Along with their virtual disappearing act the Kayaks do an astounding job of creating a three-dimensional depth. On my own live concert recordings even the wall reflections at the far back of the stage have realistic separation from the back row of instruments. Begona Olavide's Qanun on MA Recording's Salterio floats in three-dimensional space with eerie verisimilitude.
Miniscule two-way speakers often have harmonically and dynamically limited midranges. The Kayak mostly avoids this sonic pitfall. Although you won't find the Kayak puts out a ton of lower midrange and upper bass, it still manages to achieve a surprisingly neutral harmonic balance. Sure, the Kayaks err toward the lean side of absolute harmonic neutrality, yet they never sound pinched, shrill, or stressed, even at high volume levels.
Although on paper the Kayak's 1" ferrofluid cooled silk dome tweeter appears to be similar to everyone else's, it sounds much smoother than many I've auditioned. Even on extremely peaky and harsh sources the Kayak's top end always sounds suave and natural yet highly extended. The Kayaks also excel at resolving low-level details without sounding harsh or artificial. I never felt cross-eyed after long periods of critical listening into complex mixes. Like other great high-resolution speakers I've known, the Kayaks bring the sound to you in an easily decipherable way.
Compared to the rollicking Thiel PCS speakers the Kayaks may appear to be somewhat dynamically reticent, but considering their diminutive size the Kayaks retain a more than acceptable level of dynamic contrast. Although their dynamic sensibilities are better suited to natural acoustic pop and classical music at realistic levels than rap or heavy metal at ear bleeding volumes, the Kayaks never sound stressed or compressed, merely more comfortable at sane volume levels.
Because of their somewhat lean lower midrange and upper bass, the Kayaks blend very easily with high quality subwoofers. Using a standard 80 Hz crossover on my Earthquake Supernova Mk IV the Kayaks seamlessly merged with the Earthquake. MA Recording's Salterio. The wide variety of drums and low frequency percussion instruments all sounded believable and dynamically adept while blending into the subwoofer's range.
Role Discovery Speakers
The Discovery's extra midrange/woofer and larger cabinet give it more lower midrange energy capabilities, which translate into a slightly warmer harmonic balance and greater dynamic punch. In a mid-field listening environment these attributes would have more positive effect. As a desktop speaker the Discovery's added midrange capacity doesn't improve its performance appreciably over that of the Kayak.

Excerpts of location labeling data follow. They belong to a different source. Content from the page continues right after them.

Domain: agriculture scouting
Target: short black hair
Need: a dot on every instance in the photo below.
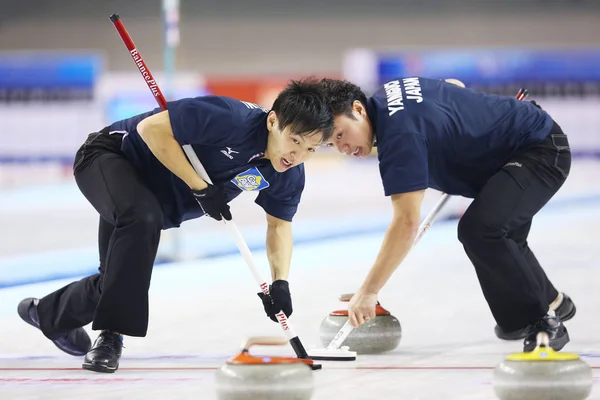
(304, 107)
(341, 95)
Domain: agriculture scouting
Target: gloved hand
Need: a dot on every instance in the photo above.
(213, 202)
(536, 104)
(280, 299)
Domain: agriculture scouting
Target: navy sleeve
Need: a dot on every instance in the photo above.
(207, 120)
(403, 163)
(281, 199)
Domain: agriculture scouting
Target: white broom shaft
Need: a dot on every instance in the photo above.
(240, 242)
(343, 333)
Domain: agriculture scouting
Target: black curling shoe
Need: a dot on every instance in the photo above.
(105, 354)
(557, 333)
(565, 312)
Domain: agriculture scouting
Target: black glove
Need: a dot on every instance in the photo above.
(213, 202)
(536, 104)
(280, 299)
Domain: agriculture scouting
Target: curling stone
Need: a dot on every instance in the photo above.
(542, 374)
(246, 377)
(381, 334)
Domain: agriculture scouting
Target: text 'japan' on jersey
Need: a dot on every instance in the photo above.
(431, 133)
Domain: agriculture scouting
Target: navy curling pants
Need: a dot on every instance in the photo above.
(131, 220)
(495, 227)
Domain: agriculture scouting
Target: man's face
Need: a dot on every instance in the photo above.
(353, 136)
(286, 149)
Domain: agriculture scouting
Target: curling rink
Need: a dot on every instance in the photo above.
(202, 309)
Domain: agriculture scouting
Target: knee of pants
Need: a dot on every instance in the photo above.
(146, 217)
(473, 230)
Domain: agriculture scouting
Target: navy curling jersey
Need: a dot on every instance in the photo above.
(430, 133)
(229, 137)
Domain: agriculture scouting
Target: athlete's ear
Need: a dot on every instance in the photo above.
(359, 108)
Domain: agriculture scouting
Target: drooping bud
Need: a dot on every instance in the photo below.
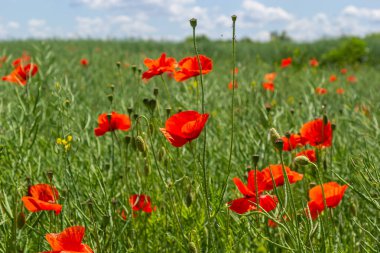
(301, 160)
(255, 160)
(141, 145)
(130, 110)
(168, 111)
(20, 220)
(279, 144)
(110, 97)
(193, 22)
(155, 92)
(50, 175)
(274, 135)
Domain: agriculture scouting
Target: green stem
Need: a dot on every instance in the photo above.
(204, 130)
(232, 120)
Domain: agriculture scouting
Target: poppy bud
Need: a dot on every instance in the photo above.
(152, 104)
(193, 247)
(168, 111)
(109, 117)
(147, 169)
(268, 107)
(50, 175)
(301, 160)
(146, 102)
(274, 135)
(127, 139)
(155, 92)
(325, 119)
(110, 97)
(134, 68)
(130, 110)
(255, 160)
(161, 154)
(279, 144)
(141, 144)
(20, 220)
(193, 22)
(66, 103)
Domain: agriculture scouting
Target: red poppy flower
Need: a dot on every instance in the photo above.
(294, 141)
(189, 67)
(352, 79)
(313, 62)
(141, 202)
(42, 197)
(317, 133)
(278, 176)
(184, 127)
(270, 77)
(21, 74)
(309, 153)
(112, 122)
(248, 203)
(230, 85)
(159, 66)
(84, 62)
(69, 240)
(286, 62)
(22, 61)
(268, 86)
(339, 91)
(332, 78)
(333, 194)
(320, 91)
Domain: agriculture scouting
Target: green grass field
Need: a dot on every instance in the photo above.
(95, 176)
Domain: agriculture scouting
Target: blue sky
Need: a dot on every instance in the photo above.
(304, 20)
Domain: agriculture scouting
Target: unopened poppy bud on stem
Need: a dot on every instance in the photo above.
(155, 92)
(193, 22)
(279, 144)
(274, 135)
(255, 160)
(301, 160)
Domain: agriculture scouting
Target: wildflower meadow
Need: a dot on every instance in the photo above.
(194, 146)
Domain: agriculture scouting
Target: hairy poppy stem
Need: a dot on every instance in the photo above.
(293, 207)
(232, 118)
(193, 23)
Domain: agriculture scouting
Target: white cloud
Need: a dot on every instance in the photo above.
(258, 12)
(364, 13)
(114, 26)
(38, 28)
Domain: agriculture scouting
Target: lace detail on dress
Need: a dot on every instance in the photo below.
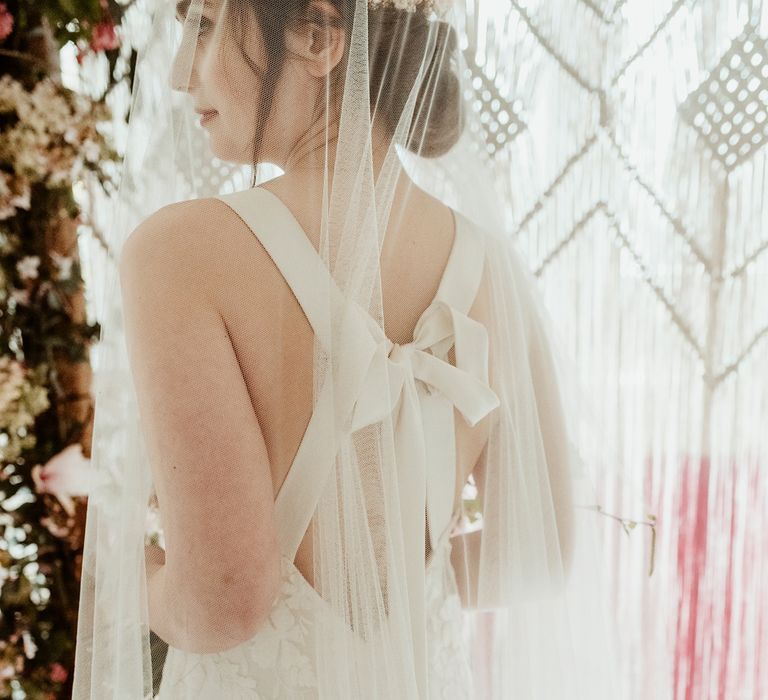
(450, 677)
(277, 663)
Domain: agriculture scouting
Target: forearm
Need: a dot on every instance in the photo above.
(184, 623)
(465, 560)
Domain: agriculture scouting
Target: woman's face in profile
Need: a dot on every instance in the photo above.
(219, 63)
(209, 65)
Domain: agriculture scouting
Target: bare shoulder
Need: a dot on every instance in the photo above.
(193, 240)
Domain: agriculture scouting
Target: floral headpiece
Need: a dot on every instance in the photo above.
(425, 6)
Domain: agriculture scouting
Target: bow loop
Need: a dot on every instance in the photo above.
(423, 364)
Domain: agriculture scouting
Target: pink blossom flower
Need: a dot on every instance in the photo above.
(104, 37)
(64, 475)
(58, 673)
(6, 22)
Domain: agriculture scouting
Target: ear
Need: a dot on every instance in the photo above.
(320, 40)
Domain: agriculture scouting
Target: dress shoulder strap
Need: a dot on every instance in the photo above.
(287, 244)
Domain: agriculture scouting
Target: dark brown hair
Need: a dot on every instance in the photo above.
(398, 41)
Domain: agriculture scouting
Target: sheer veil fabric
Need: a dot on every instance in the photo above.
(414, 592)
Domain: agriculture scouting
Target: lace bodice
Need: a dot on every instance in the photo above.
(278, 662)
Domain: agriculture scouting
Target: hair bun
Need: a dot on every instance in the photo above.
(438, 119)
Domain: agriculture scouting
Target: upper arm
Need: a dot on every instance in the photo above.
(207, 452)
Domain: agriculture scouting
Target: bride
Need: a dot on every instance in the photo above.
(339, 385)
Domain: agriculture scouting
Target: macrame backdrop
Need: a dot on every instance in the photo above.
(629, 140)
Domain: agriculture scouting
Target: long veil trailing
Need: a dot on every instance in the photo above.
(375, 114)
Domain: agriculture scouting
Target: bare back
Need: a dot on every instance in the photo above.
(273, 339)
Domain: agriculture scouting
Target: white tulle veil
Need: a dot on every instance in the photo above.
(400, 114)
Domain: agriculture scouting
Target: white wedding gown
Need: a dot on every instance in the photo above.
(276, 663)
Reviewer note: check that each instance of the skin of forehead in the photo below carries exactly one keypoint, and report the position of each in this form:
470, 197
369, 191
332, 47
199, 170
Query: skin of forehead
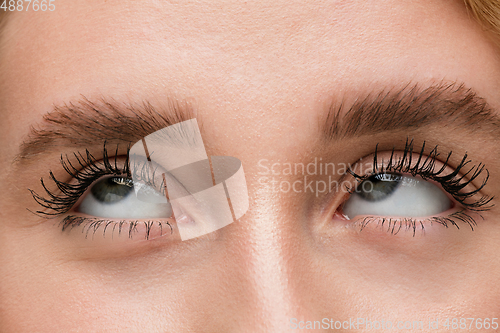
257, 73
224, 57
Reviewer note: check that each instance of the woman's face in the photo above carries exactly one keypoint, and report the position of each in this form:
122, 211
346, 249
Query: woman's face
283, 87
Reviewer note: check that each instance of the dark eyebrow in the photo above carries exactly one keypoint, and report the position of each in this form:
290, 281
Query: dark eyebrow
86, 123
411, 107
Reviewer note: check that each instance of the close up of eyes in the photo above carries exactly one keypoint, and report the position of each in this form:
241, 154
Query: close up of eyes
412, 191
407, 192
116, 197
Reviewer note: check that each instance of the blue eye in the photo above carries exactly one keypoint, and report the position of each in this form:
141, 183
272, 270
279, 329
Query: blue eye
395, 195
115, 197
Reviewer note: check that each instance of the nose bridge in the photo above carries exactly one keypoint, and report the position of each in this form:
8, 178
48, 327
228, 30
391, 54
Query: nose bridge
270, 250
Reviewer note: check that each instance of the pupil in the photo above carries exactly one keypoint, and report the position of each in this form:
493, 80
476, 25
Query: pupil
112, 189
378, 187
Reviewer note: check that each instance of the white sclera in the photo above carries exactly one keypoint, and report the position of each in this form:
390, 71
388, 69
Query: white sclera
130, 207
412, 198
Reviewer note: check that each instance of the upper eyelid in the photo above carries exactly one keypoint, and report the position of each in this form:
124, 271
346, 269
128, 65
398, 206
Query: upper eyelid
454, 178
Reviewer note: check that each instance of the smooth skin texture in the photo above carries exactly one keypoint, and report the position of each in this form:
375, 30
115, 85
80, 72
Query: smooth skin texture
260, 77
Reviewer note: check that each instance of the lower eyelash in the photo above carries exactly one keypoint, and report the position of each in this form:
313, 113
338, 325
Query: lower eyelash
93, 225
395, 225
453, 183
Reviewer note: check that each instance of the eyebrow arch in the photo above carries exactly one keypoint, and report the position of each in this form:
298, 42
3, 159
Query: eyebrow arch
409, 108
86, 123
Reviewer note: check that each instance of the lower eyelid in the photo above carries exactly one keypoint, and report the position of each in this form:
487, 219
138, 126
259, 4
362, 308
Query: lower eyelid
456, 218
135, 230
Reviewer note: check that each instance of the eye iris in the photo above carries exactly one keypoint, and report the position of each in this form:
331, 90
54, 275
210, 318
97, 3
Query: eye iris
379, 187
113, 189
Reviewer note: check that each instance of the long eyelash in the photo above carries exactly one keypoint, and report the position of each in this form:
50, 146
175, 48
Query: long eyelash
59, 203
92, 225
395, 225
425, 167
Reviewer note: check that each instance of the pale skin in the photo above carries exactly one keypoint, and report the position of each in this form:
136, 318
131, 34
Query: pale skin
259, 77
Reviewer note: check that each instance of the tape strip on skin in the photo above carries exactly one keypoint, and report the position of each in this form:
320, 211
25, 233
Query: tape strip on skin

If you must use a low power tube amplifier the Discovery speaker's 90dB sensitivity verses the Kayak's 85dB may make the difference between usable and unusable, but for anyone with over 50 watts per channel the Discovery's increased sensitivity is far less important. Sure, the Discovery speaker will play louder when fed the same amount of power, but its inability to magically disappear renders it more on a par with other similarly-priced mini-monitors – good but not super special.